Space of random events

In 1946, American Statistics Scientific Statistics John Tyuki offered the name of the bit (bit, Binary Digit - "binary number" - "Haytech") is one of the main concepts of the 20th century. Tyuki chose a bit to designate one binary discharge capable of making a value of 0 or 1. Claude Shannon in its program article "Mathematical Communication Theory" suggested measuring the amount of information in bits. But this is not the only concept introduced and studied by Shannon in his article.

Imagine the space of random events, which consists of throwing one false coin, on both sides of which an eagle. When does the eagle fall?

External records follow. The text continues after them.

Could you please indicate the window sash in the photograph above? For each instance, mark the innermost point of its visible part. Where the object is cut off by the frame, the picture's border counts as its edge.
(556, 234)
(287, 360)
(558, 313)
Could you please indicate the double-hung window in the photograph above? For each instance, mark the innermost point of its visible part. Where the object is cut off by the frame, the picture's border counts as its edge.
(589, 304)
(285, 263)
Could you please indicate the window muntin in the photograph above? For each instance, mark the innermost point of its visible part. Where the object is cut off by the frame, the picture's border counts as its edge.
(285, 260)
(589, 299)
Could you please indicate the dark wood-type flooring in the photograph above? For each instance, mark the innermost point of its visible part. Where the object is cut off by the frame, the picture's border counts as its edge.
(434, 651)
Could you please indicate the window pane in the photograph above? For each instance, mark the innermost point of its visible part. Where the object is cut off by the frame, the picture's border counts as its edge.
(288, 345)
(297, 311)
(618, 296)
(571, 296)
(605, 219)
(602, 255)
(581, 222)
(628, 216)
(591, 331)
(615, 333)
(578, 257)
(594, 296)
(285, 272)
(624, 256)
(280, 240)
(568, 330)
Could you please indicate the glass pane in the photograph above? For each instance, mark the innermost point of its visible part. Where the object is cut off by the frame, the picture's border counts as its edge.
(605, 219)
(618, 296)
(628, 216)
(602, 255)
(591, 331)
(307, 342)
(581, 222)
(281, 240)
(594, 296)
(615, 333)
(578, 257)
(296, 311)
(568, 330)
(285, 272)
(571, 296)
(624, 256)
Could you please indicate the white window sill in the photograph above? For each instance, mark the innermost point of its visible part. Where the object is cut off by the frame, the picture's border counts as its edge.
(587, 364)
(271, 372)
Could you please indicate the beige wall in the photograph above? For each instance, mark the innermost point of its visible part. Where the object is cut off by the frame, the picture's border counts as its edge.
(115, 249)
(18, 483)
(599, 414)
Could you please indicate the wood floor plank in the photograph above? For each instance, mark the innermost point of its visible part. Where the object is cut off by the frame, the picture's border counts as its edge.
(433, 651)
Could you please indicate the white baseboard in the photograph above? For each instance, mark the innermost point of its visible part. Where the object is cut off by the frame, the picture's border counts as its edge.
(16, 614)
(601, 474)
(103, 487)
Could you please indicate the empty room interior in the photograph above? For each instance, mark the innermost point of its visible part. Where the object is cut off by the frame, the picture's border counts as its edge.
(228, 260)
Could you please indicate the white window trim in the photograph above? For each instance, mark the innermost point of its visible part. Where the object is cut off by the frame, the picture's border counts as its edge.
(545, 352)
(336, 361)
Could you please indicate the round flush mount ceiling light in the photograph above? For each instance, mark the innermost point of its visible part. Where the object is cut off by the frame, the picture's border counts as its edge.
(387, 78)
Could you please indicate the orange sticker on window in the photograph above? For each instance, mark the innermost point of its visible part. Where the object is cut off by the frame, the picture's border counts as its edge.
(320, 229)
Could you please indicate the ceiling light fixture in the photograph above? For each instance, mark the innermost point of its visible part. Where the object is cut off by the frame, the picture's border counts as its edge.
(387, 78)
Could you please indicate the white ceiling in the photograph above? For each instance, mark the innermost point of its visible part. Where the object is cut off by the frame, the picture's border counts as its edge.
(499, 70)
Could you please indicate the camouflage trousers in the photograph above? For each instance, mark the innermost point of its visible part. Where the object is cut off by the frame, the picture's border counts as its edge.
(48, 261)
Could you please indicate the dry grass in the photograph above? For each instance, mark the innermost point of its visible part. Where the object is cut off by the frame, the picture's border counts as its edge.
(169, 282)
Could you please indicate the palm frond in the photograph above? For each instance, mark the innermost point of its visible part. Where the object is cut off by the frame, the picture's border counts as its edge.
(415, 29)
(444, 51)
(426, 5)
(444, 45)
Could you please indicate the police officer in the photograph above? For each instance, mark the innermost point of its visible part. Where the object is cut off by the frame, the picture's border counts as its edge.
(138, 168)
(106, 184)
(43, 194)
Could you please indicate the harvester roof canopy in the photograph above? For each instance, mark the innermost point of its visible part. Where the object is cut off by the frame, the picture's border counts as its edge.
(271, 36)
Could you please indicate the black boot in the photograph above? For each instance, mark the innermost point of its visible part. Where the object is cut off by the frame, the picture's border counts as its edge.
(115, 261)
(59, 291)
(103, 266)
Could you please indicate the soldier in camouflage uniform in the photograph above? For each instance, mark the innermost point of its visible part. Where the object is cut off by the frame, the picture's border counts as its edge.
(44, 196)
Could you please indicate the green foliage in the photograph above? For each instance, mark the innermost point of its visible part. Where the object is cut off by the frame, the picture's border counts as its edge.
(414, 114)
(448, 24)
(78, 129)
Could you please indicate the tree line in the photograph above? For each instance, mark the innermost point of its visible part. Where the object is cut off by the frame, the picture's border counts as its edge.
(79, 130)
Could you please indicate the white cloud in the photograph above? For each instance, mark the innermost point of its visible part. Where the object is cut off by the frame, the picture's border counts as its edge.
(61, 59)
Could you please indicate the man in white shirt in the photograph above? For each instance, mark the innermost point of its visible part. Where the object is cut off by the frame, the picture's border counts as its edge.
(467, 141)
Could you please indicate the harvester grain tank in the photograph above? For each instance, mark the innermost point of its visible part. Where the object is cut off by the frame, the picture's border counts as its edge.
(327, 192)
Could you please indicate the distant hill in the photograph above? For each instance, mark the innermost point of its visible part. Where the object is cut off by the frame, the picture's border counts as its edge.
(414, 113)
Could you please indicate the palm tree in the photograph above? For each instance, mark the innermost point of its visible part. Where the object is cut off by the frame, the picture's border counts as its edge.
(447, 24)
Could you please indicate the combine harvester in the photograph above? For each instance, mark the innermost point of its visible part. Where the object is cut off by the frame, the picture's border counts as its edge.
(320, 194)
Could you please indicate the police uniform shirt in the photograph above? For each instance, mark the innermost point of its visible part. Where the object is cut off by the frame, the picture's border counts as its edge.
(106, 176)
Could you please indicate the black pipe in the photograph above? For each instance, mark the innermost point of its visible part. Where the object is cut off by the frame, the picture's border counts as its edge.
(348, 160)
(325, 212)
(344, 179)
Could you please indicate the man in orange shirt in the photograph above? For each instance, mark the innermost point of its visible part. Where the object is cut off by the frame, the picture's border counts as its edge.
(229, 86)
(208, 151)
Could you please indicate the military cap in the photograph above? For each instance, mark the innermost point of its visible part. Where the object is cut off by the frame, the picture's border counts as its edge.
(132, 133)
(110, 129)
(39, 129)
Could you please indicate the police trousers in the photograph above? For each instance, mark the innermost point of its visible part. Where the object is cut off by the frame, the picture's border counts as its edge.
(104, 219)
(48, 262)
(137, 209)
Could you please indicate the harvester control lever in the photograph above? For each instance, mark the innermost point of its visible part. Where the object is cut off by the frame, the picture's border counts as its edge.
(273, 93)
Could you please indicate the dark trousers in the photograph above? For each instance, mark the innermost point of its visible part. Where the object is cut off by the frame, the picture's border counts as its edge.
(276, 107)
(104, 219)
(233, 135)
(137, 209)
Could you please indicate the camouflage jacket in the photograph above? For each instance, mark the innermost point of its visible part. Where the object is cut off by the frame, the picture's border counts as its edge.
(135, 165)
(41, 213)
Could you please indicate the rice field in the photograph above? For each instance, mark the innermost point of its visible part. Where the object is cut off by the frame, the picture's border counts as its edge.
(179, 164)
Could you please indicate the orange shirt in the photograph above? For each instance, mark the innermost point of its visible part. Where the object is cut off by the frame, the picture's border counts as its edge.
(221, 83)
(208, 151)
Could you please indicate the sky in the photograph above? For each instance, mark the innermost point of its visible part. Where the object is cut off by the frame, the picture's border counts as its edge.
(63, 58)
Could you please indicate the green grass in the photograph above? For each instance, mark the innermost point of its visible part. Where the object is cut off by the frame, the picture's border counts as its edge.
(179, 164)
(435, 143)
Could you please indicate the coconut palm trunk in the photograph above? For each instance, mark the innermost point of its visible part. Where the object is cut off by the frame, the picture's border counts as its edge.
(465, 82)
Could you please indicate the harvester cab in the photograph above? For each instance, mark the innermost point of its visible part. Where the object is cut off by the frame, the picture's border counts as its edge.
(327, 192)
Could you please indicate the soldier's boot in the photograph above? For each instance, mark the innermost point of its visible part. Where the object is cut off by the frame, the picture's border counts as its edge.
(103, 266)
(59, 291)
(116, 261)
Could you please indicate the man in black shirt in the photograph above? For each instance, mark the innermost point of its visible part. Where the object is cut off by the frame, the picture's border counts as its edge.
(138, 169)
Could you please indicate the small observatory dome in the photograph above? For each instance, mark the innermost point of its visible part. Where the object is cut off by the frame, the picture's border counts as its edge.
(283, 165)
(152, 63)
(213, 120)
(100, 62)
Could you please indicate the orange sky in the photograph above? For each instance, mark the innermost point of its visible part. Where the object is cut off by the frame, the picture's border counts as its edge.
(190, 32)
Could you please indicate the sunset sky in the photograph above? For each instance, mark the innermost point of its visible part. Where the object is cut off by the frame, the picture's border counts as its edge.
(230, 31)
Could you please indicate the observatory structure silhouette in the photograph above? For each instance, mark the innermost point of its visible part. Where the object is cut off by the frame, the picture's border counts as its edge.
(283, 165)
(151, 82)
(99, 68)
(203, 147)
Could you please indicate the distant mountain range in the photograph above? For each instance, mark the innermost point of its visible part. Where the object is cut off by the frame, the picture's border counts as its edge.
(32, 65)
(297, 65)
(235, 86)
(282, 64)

It is clear that always. We know this in advance, because our space is so arranged. Eagle falling - a reliable event, that is, its probability is equal to 1. Do we inform much information if we say about the evaporated eagle? Not. The amount of information in this message we will be considered equal to 0.

Now let's throw the right coin: on the one hand she has an eagle, and with another rush, as it should be. Eagle or rush loss will be two different events, of which our space of random events consists. If we inform about the outcome of one throwing, it will really be a new information. When you fall out of the eagle, we will notify 0, and with a grief 1. In order to report this information, we are enough 1 bit.

What changed? Uncertainty appeared in our event space. We have something to tell about the one who himself does not throw and the outcome of the throwing does not see. But in order to correctly understand our message, he must know exactly what we do, which means 0 and 1. Our event spaces must match, and the decoding process is to unambiguously restore the result of throwing. If the event space of the transmitting and receiving does not match or not the possibility of unambiguous decoding of the message, the information will remain only noise in the communication channel.

If independently and at the same time throw two coins, then different equilibrium results will already have four: eagle eagle, eagle-river, eagle rush and rushka. To convey information, we will need 2 bits, and our messages will be: 00, 01, 10 and 11. Information has become twice as much. It happened because the uncertainty grew up. If we try to guess the outcome of such a pair throw, we have two times more chances to make a mistake.

The greater the uncertainty of the space of events, the more information contains a message about its condition.

Slightly complicate our space of events. While all events that happened were equally concerned. But in real spaces, not all events have an equal chance. Let's say, the likelihood that the crow that we saw will be black, close to 1. The likelihood that the first passersogue met on the street will turn out to be about 0.5. But a crocodile is almost incredible on Moscow Street. Intuitively understand that a meeting with a crocodile has a much greater informational value than about black ravene. The lower the likelihood of an event, the more information in the report of such an event.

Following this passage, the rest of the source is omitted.